8. The Local Compute Bet. The real risk of always-on AI is cost, not a rogue model doing something crazy. Nobody can afford continuous frontier inference running on a server at the fidelity of a few seconds. Srinivas wants a continuously learning local model, paired with its own chip and harness, that handles most work and calls the server only when it has to. The data center moves onto your device, and your most sensitive tokens stay with you.
9. The Export-Control Backfire. Short term, Srinivas credits export controls with the roughly 12-month gap between open-source and the frontier. Long term, forcing China onto the Huawei stack pushes a vertically integrated, memory-efficient architecture, the kind of KV-cache and SSD-inference work DeepSeek already shipped. He puts maybe a 20 to 30% chance on another DeepSeek moment that leaves overbuilt American capacity stranded. China can also build the physical layer, power and fabs and robots, faster than the US.

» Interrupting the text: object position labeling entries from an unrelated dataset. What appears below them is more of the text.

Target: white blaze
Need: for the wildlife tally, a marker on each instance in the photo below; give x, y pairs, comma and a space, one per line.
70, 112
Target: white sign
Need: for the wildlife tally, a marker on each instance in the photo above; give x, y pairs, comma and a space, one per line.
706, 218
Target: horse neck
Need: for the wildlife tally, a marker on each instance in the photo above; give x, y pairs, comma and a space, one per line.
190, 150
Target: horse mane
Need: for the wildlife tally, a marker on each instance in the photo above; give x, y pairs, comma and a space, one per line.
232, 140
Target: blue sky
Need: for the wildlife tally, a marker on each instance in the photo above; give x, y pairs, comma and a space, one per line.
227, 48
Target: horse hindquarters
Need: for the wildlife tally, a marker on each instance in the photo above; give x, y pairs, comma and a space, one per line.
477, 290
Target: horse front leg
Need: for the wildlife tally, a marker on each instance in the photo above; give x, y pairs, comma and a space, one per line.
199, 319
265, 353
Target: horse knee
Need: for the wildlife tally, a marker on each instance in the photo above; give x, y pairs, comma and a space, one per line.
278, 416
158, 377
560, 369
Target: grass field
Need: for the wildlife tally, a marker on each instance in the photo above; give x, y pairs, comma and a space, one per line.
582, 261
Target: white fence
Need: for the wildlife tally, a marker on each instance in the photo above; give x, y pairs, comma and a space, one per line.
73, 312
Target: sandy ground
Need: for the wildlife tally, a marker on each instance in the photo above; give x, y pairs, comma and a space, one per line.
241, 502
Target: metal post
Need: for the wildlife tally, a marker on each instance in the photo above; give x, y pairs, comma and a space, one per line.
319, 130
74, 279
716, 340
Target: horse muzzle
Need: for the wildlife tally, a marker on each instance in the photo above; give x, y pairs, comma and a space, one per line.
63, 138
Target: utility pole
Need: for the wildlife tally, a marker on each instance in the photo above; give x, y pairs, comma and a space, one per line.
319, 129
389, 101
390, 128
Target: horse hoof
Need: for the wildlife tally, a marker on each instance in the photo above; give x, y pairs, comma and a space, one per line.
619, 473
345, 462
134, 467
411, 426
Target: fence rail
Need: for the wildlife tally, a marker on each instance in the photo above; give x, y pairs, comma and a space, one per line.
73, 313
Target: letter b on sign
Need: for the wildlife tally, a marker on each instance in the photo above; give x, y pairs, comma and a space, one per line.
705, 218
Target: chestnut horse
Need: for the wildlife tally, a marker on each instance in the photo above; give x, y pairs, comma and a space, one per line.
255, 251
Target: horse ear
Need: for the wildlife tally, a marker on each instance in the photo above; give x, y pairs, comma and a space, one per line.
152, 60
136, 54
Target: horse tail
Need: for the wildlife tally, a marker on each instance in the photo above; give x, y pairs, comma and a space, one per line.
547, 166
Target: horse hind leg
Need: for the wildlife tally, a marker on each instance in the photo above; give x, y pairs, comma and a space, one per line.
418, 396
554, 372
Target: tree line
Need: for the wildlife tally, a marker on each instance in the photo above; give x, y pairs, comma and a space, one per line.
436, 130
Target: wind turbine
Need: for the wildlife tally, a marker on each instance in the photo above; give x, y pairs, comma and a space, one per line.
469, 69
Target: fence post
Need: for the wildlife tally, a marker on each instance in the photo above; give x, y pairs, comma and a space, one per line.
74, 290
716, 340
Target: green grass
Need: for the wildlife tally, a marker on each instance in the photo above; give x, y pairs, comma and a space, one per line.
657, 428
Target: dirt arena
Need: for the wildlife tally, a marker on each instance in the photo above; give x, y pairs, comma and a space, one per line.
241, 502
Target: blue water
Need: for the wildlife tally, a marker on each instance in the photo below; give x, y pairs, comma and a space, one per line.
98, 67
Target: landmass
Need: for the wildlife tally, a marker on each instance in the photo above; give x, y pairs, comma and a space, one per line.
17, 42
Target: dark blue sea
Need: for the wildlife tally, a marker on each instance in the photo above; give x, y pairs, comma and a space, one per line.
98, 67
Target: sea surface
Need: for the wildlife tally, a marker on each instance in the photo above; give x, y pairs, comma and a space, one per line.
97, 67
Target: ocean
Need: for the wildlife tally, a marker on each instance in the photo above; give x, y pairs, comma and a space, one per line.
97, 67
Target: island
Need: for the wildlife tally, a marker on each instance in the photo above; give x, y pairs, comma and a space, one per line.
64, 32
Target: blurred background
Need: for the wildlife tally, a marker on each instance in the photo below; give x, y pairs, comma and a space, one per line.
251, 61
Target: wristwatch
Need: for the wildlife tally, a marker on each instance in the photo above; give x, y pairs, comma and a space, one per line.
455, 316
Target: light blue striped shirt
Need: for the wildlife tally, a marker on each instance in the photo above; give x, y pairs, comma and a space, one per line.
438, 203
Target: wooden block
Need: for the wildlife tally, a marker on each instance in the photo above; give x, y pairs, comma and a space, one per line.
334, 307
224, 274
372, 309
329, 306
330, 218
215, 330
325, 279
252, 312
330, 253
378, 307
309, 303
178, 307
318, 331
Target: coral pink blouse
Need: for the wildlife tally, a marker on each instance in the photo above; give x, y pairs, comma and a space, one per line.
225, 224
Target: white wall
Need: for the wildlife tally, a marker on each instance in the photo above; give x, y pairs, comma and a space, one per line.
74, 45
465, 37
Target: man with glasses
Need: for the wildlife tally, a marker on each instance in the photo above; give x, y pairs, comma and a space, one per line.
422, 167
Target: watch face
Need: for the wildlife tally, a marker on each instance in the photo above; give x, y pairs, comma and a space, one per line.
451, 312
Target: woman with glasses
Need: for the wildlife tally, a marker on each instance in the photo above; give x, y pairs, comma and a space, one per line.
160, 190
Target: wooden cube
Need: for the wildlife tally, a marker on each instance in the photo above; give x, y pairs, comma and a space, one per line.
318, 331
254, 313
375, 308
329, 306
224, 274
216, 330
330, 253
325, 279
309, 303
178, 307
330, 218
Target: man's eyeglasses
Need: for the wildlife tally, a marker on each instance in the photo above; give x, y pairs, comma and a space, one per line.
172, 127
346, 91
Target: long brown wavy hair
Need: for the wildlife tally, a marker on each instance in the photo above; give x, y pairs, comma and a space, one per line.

10. Fewer People, Bigger Companies. 400 people built Perplexity's $20B valuation, and Srinivas wants 1,000 startups of about 40 people each worth billions. The number he watches: token spend as a share of developer payroll. Salesforce reportedly spends about 3.8% today, which keeps the labs at $5T, and near 100% would make them $10T. Perplexity aims at the non-developer work, finance, corp dev, sales, research analysts, which he calls Claude Code times 10.
11. The Cost Of The Doom Narrative. Srinivas thinks Dario Amodei's "all the jobs are going" message is wrong and self-defeating, especially while the same labs ask the public to let them build data centers. He offers a counter-example: a San Francisco Uber driver watched one of his interviews, built a web app with AI, added billing, and now earns more in passive income than from driving. You cannot win by telling people they are about to be screwed and then complaining that you cannot build fast enough. Honest optimism about agency does more for the buildout than fear.
12. Velocity As Humility. In the first year or two of a company, Srinivas calls hunting for a moat a trap, since the only real edge is velocity. His line: moving fast is a way of expressing humility, because you keep making contact with the world and questioning your own assumptions. He sets the bar with Jensen Huang, who runs a $5T company and still wakes up telling himself he is 30 days from going out of business. For the one buy-and-hold pick among the coming IPOs, Srinivas takes SpaceX, the only one of the three he calls an n-of-1.